The Strategic Outlook sets out how the OSC intends to achieve its organizational goals over the next two years, including providing strong investor protection, delivering responsive regulation and effective compliance and enforcement, promoting financial stability through effective oversight and being an innovative, accountable and efficient organization.

The OSC will improve access to capital by introducing a suite of changes to the securities regulatory framework that will offer greater opportunity for companies to raise capital without a prospectus and for investors to make investments in those companies (for example, through offering memorandum and crowdfunding exemptions).

The OSC will support the transformation of the exempt market in several ways including, for example, by facilitating the registration of crowdfunding portals and the filing of offering memoranda and reports of exempt distributions by issuers who have raised capital in reliance on those exemptions.

The Statement of Priorities sets out priority areas where the OSC intends to focus key resources and actions for the coming fiscal year, as well as the expected outcomes. The OSC received 17 comment letters on its draft Statement of Priorities, which were taken into consideration.

Capital markets have become increasingly interconnected by technology, business models and investment flows. The interconnectedness of markets creates the potential for systemic risk within the wider financial framework, and securities regulators have assumed an important role in maintaining its stability, the OSC noted.

Success in managing this complex area will have a significant impact on market confidence and ultimately the health of our capital markets. It is critical for the OSC to work with other financial market regulators to design and build a regulatory framework and operational programs to effectively oversee and supervise the OTC derivatives market and its participants.

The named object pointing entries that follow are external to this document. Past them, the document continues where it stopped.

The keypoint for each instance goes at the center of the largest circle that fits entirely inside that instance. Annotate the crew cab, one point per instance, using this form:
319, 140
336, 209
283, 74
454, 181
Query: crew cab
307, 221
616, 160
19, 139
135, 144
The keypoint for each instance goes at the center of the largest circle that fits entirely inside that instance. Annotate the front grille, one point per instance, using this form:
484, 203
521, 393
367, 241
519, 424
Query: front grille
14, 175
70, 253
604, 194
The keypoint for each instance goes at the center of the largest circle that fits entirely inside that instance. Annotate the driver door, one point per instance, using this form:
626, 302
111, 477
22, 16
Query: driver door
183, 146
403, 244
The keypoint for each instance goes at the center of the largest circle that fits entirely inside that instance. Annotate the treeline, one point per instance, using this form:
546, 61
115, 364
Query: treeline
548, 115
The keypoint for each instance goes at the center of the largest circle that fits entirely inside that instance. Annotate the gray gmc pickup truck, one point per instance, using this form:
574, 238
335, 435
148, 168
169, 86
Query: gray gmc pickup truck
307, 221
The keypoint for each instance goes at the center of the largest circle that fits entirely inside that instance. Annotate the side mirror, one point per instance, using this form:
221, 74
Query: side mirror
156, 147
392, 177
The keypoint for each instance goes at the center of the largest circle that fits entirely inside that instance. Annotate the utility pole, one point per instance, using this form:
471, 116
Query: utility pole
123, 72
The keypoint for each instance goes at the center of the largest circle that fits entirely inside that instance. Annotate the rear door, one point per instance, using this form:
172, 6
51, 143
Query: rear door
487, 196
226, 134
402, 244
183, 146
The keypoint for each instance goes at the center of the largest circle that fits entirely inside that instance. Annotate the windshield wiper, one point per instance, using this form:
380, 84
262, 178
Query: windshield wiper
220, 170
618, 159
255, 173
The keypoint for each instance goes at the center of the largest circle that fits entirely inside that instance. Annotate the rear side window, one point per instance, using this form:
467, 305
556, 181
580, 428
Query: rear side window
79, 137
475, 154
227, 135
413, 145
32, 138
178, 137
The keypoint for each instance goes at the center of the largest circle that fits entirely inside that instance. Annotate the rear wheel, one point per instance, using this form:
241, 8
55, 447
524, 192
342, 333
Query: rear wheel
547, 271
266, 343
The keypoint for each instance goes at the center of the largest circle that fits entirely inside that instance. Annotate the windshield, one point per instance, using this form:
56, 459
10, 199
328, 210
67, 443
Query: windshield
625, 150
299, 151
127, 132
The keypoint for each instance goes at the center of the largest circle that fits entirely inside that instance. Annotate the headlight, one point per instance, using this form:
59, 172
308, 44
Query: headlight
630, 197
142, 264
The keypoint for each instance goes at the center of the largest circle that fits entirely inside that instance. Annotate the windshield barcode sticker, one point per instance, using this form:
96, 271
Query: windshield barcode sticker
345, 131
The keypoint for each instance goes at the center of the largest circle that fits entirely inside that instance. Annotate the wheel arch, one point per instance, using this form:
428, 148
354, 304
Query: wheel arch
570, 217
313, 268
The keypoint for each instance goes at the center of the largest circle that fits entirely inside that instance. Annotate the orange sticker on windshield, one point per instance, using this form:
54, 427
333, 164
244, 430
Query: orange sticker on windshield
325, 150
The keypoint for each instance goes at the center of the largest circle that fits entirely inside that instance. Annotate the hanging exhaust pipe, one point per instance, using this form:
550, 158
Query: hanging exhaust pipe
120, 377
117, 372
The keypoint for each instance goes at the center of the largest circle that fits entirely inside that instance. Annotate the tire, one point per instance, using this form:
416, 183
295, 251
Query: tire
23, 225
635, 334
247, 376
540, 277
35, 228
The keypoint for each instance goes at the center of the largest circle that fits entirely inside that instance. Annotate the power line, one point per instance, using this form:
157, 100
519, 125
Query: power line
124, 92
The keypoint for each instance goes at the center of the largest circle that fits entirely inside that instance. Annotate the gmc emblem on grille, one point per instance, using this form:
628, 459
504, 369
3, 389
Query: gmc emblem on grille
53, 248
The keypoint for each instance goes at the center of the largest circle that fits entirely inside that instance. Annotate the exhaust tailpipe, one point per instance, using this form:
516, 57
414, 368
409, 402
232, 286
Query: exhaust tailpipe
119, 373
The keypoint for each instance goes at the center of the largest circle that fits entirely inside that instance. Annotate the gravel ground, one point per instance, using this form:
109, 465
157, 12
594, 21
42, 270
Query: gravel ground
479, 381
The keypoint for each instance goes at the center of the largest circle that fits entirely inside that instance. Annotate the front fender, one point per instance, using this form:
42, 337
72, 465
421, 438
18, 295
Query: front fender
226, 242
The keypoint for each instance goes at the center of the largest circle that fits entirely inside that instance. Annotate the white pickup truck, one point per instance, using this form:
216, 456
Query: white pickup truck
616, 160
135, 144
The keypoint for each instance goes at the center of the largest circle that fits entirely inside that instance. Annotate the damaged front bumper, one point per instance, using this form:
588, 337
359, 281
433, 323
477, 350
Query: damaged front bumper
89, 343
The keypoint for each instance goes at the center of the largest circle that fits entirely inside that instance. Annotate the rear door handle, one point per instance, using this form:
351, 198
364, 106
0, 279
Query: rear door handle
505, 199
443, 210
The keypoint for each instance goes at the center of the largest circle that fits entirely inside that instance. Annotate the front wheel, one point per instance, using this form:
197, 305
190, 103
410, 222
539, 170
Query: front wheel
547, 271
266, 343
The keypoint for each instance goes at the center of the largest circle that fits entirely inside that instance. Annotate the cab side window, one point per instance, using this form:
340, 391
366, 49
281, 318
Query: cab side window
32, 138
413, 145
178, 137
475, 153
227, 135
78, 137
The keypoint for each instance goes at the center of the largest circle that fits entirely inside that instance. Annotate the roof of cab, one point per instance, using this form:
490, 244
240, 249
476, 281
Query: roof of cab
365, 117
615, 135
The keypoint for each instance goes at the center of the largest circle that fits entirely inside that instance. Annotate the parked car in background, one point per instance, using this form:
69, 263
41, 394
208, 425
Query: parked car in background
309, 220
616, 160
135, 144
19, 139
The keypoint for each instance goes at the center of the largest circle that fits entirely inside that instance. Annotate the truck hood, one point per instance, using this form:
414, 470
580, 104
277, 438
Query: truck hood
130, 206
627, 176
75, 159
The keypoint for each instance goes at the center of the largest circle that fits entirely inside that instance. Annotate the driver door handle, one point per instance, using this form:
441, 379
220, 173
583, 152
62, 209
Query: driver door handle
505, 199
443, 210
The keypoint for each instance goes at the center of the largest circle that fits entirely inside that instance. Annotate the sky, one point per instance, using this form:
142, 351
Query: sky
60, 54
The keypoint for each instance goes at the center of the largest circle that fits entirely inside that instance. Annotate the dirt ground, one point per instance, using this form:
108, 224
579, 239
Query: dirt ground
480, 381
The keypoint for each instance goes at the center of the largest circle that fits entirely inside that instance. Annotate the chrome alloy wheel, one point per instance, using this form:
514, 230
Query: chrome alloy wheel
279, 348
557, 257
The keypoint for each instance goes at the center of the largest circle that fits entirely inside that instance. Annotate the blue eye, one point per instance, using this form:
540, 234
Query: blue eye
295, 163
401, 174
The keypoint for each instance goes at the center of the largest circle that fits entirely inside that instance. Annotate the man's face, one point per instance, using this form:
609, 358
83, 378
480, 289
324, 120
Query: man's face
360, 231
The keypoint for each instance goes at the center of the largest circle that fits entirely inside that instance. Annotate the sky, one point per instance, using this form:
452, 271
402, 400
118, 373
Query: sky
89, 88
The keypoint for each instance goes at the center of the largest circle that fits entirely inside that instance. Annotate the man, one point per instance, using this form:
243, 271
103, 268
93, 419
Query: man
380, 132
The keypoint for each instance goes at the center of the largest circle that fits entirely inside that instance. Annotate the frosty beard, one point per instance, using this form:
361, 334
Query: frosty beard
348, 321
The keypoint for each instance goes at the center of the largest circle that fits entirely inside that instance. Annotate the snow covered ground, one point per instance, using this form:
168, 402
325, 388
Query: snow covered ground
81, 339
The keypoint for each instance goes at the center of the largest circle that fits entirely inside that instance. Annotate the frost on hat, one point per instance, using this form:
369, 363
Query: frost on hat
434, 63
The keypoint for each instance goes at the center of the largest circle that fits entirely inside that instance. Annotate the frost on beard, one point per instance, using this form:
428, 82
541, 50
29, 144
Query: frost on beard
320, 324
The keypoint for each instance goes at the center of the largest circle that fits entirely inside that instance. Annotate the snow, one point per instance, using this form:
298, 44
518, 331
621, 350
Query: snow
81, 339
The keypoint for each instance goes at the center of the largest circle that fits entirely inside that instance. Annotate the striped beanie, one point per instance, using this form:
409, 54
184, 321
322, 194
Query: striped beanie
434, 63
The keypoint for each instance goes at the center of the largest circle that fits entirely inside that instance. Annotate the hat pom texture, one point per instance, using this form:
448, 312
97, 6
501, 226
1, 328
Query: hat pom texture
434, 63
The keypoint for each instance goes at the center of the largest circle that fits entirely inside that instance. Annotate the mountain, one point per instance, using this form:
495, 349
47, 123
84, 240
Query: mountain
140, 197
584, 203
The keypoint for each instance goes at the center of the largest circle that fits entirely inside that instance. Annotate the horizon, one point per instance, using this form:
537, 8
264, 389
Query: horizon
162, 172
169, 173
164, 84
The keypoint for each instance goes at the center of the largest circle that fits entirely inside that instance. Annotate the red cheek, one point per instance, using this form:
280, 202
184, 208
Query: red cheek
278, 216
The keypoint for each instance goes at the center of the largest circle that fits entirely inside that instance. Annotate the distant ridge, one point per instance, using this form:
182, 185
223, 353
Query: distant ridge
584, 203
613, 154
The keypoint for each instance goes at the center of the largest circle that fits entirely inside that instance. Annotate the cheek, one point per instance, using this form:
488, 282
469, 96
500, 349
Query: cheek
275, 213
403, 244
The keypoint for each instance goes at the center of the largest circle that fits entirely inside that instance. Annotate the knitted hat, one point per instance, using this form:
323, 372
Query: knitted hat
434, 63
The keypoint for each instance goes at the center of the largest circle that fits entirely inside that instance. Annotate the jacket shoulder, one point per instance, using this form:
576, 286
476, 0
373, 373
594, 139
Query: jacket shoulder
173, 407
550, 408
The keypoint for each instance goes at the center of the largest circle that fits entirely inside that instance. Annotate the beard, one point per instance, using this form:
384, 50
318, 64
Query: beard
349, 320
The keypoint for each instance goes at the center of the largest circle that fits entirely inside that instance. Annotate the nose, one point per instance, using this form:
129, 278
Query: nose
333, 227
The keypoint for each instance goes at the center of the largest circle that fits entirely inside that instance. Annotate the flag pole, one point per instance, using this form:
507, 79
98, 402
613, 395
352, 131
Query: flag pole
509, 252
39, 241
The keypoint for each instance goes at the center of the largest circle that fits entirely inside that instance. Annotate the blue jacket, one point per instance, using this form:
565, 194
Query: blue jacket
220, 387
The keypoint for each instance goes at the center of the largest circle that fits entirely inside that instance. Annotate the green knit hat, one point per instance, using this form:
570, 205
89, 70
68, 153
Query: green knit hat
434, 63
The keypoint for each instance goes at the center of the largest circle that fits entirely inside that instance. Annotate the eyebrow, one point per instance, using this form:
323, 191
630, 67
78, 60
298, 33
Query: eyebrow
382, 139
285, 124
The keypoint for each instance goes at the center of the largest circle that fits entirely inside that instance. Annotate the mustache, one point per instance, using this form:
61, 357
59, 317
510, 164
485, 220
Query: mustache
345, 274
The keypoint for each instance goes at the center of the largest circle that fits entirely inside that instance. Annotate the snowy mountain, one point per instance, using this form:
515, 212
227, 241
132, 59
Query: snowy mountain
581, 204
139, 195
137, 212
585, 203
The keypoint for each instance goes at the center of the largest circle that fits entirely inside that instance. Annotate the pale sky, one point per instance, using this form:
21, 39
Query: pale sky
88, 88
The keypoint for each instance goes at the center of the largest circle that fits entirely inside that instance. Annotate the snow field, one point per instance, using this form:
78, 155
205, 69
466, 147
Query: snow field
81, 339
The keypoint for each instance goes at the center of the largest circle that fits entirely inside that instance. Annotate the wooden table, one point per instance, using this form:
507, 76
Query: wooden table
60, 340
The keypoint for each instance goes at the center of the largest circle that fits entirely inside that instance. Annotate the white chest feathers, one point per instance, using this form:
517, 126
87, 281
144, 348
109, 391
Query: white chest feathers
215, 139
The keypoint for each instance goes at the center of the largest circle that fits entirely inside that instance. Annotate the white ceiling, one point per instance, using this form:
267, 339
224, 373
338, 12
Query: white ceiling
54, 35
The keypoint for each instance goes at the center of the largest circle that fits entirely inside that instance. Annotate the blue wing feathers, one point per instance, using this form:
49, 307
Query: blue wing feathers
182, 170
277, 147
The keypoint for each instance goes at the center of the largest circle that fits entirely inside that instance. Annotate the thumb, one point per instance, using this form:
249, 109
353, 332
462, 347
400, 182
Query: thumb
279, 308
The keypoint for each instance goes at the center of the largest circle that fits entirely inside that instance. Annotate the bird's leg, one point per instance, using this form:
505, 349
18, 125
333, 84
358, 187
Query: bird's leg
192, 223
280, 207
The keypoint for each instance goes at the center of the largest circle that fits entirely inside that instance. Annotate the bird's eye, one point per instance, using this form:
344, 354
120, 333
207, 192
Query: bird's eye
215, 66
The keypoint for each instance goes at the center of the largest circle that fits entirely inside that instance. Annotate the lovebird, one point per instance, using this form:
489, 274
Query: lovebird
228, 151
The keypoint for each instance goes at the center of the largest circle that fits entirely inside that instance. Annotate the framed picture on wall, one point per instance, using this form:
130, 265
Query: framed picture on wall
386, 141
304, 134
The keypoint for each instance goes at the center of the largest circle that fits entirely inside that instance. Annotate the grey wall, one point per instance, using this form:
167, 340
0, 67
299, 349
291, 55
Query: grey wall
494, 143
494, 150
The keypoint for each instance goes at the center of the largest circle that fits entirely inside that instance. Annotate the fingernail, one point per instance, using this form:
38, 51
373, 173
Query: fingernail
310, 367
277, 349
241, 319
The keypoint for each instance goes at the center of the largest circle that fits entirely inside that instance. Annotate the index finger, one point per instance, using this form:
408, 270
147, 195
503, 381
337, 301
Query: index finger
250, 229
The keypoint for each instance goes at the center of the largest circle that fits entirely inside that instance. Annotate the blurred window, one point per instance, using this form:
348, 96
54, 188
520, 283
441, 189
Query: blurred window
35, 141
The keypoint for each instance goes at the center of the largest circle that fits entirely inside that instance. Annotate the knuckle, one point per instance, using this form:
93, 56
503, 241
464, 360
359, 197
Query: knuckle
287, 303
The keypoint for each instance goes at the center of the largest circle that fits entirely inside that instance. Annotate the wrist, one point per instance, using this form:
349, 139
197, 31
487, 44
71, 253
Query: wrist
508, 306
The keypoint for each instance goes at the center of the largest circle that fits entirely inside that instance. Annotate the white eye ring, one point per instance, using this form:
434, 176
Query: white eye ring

There are approximately $500 billion in corporate bonds outstanding in Canada and almost $500 billion in corporate bonds traded in the Canadian secondary market in 2014. In Canada, corporate bond trading is subject to limited post-trade transparency for both regulators and investors. The OSC is taking steps to enhance regulation in the fixed income market and to identify opportunities where changes to regulatory approaches could improve market transparency and better protect investor interests.